United States life expectancy predicted to fall behind, report says

Leslie Hanson
October 22, 2018

Though Israel now occupies the 13th-place spot at a life expectancy of 82.1 years, Israel is projected to rise to seventh place at 84.4 years.

In 2040, Spain, 4th ranked in 2016, is expected to take the top spot from Japan. The United States, meanwhile, dropped in the global ranking and was overtaken by China.

The U.S. will lag behind that group, with an average life expectancy of 79.8 years, compared to 78.7 in 2016.

Japan will soon lose its long-standing title as the country with the longest life expectancy.

Spain's Mediterranean lifestyle is key to the change, according to the study by the University of Washington's Institute for Health Metrics and Evaluation.

The remainder of the top 10 will feature Switzerland, Portugal, Italy, Israel, France, Luxembourg, and Australia, according to the study. Spain, CNN reported, is one of several European countries to offer tax-funded healthcare.

China, with a lifespan of 76.3 years in 2016, is expected to increase to 81.9, raising its ranking from 68th to 39th in 2040. Those living in the USA will live only 1.1 years longer on average by 2040, CNN explained, while, on average, other countries will see their life expectancy rise 4.4 years over the same period.

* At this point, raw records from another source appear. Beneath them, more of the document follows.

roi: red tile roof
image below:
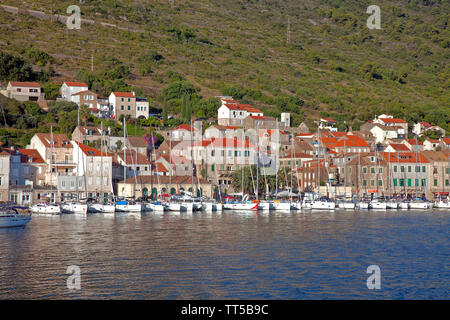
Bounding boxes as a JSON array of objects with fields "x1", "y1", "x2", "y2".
[
  {"x1": 64, "y1": 81, "x2": 89, "y2": 87},
  {"x1": 378, "y1": 118, "x2": 408, "y2": 123},
  {"x1": 156, "y1": 162, "x2": 169, "y2": 172},
  {"x1": 9, "y1": 81, "x2": 41, "y2": 88},
  {"x1": 19, "y1": 149, "x2": 45, "y2": 163},
  {"x1": 380, "y1": 152, "x2": 430, "y2": 164},
  {"x1": 113, "y1": 92, "x2": 136, "y2": 98},
  {"x1": 36, "y1": 133, "x2": 73, "y2": 148},
  {"x1": 73, "y1": 90, "x2": 95, "y2": 96},
  {"x1": 172, "y1": 124, "x2": 197, "y2": 131},
  {"x1": 405, "y1": 139, "x2": 423, "y2": 146},
  {"x1": 225, "y1": 104, "x2": 262, "y2": 113},
  {"x1": 212, "y1": 138, "x2": 254, "y2": 148},
  {"x1": 334, "y1": 136, "x2": 369, "y2": 148},
  {"x1": 419, "y1": 121, "x2": 431, "y2": 128},
  {"x1": 117, "y1": 150, "x2": 150, "y2": 165},
  {"x1": 389, "y1": 143, "x2": 411, "y2": 151},
  {"x1": 75, "y1": 141, "x2": 108, "y2": 157}
]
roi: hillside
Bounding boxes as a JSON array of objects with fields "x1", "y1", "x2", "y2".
[{"x1": 0, "y1": 0, "x2": 450, "y2": 132}]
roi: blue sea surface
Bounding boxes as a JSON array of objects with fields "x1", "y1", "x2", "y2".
[{"x1": 0, "y1": 210, "x2": 450, "y2": 300}]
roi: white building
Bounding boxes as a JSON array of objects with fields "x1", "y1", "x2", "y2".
[
  {"x1": 136, "y1": 97, "x2": 149, "y2": 119},
  {"x1": 217, "y1": 98, "x2": 264, "y2": 126},
  {"x1": 59, "y1": 81, "x2": 89, "y2": 101}
]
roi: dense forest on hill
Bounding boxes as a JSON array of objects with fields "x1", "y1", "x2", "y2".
[{"x1": 0, "y1": 0, "x2": 450, "y2": 139}]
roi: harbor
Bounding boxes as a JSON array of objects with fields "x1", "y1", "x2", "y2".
[{"x1": 0, "y1": 209, "x2": 450, "y2": 299}]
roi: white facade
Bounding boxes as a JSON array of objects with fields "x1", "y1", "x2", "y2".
[
  {"x1": 59, "y1": 82, "x2": 89, "y2": 101},
  {"x1": 136, "y1": 97, "x2": 149, "y2": 119}
]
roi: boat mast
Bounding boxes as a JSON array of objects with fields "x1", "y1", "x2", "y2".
[
  {"x1": 122, "y1": 115, "x2": 127, "y2": 199},
  {"x1": 256, "y1": 122, "x2": 259, "y2": 200}
]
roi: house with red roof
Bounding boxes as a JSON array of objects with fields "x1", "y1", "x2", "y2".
[
  {"x1": 401, "y1": 139, "x2": 424, "y2": 152},
  {"x1": 3, "y1": 81, "x2": 45, "y2": 102},
  {"x1": 423, "y1": 139, "x2": 441, "y2": 151},
  {"x1": 373, "y1": 115, "x2": 408, "y2": 135},
  {"x1": 319, "y1": 118, "x2": 338, "y2": 132},
  {"x1": 412, "y1": 121, "x2": 445, "y2": 137},
  {"x1": 169, "y1": 124, "x2": 202, "y2": 141},
  {"x1": 108, "y1": 92, "x2": 137, "y2": 120},
  {"x1": 380, "y1": 152, "x2": 432, "y2": 197},
  {"x1": 70, "y1": 90, "x2": 98, "y2": 109},
  {"x1": 59, "y1": 81, "x2": 89, "y2": 101},
  {"x1": 217, "y1": 99, "x2": 264, "y2": 126},
  {"x1": 71, "y1": 141, "x2": 113, "y2": 198},
  {"x1": 383, "y1": 143, "x2": 411, "y2": 152}
]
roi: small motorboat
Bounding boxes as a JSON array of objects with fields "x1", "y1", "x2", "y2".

But, while Spain and other nations are rising in life expectancy rankings, the United States is plummeting.

In 2016, the US ranked 43rd among 195 nations with an average lifespan of 78.7 years.

It showed that Nigeria's life expectancy could increase by as much as 14.2 years in a better health scenario or as little as 5.1 years in a worse health scenario. Rounding out the rest of the bottom is the Central African Republic with a life expectancy of 58.4, Zimbabwe with 61.3 and Somalia with 63.6. For example, they incorporated information about rates of cancer, diabetes, and HIV/AIDS.

The top five health drivers that explain most of the future trajectory for premature mortality are high blood pressure, high body mass index, high blood sugar, tobacco use, and alcohol use, Foreman said. Though other risks, such as unsafe water and child malnutrition, are expected to decrease, the overall life expectancy will go up more slowly than before.